Thompson, who filed the lawsuit, said DeSantis and his Judicial Nominating Commission should be blamed for the court’s lack of racial diversity. However, she said the governor correctly remedied his illegal appointment of Francis on Monday.

“I am heartened by the fact that we will have a capable and competent jurist on the Florida Supreme Court, and I do want to extend my congratulations to Judge Jamie Grosshans,’’ she said.

Court challenges over right to life, desegregation

There is little historical precedence for the kind of defiance DeSantis displayed against the court, but there are some examples of governors attempting to sidestep court rulings in the past.

In 1970, then-Gov. Claude Kirk was held in contempt by U.S. District Judge Ben Krentzman for attempting to frustrate Krentzman’s order to desegregate Manatee County Schools and for refusing to show up in court. The judge ordered Kirk to pay $10,000 per day, unless he stopping interfering with the court’s orders. Faced with the fine, Kirk backed down, and the desegregation of the Manatee County public schools began.

“To see a governor disregard an order of the court is most disheartening,’’ Gowdy said. “This is a standoff, a constitutional crisis.”’

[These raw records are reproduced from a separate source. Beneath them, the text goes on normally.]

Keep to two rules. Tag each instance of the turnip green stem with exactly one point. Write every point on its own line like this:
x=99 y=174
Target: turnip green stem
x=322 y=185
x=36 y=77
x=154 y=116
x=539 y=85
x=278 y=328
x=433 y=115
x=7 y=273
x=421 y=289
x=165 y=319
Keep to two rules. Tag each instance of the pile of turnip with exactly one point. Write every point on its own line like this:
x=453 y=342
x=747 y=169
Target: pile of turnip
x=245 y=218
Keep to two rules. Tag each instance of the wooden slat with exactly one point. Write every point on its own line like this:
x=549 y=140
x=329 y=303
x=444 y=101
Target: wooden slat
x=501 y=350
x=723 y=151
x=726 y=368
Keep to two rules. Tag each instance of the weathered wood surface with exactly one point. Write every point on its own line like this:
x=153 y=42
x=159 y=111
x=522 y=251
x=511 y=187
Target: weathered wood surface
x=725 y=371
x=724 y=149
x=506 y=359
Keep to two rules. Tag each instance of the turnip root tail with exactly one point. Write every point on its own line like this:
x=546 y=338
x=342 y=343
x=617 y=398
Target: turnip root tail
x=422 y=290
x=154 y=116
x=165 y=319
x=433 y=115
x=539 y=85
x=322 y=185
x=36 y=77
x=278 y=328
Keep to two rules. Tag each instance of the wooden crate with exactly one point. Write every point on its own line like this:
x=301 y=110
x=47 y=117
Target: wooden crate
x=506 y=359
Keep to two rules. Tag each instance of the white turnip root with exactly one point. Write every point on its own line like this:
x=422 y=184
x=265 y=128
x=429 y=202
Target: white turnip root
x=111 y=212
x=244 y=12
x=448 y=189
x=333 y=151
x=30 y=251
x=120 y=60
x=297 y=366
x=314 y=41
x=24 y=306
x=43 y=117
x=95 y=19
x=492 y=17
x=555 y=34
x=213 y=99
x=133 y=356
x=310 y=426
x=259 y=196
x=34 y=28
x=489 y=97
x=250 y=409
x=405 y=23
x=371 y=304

In 2005, then-Gov. Jeb Bush tried and failed to use the power of his office to attempt to overrule a Florida Supreme Court decision overturning Terri’s law, passed by a Republican Legislature in an emergency session, that allowed the governor to order the resumption of tube-feeding of comatose Terri Schiavo, against the wishes of her husband. The Florida Supreme Court, which included three of Bush’s appointees, issued a unanimous ruling that the law was unconstitutional.

DeSantis has had the opportunity to appoint a justice to the high court five times, including two justices who were named to the federal bench by Trump. In all but four of the appointments, he chose a white candidate and, after Francis’ rejection, he had no other Black candidates to choose from.

For nearly 40 years before DeSantis took office, an African American has served on the Florida Supreme Court. After Francis’ name was removed and the list of candidates the governor included no Blacks, prompting calls for reform from the 29-member Legislative Black Caucus. Sen. Perry Thurston, a Fort Lauderdale Democrat, called for members of the Judicial Nominating Commission to resign and has filed legislation to end the governor’s control of the JNC.

Herald /Times Tallahassee Bureau reporters Ana Ceballos and Kirby Wilson contributed to this report.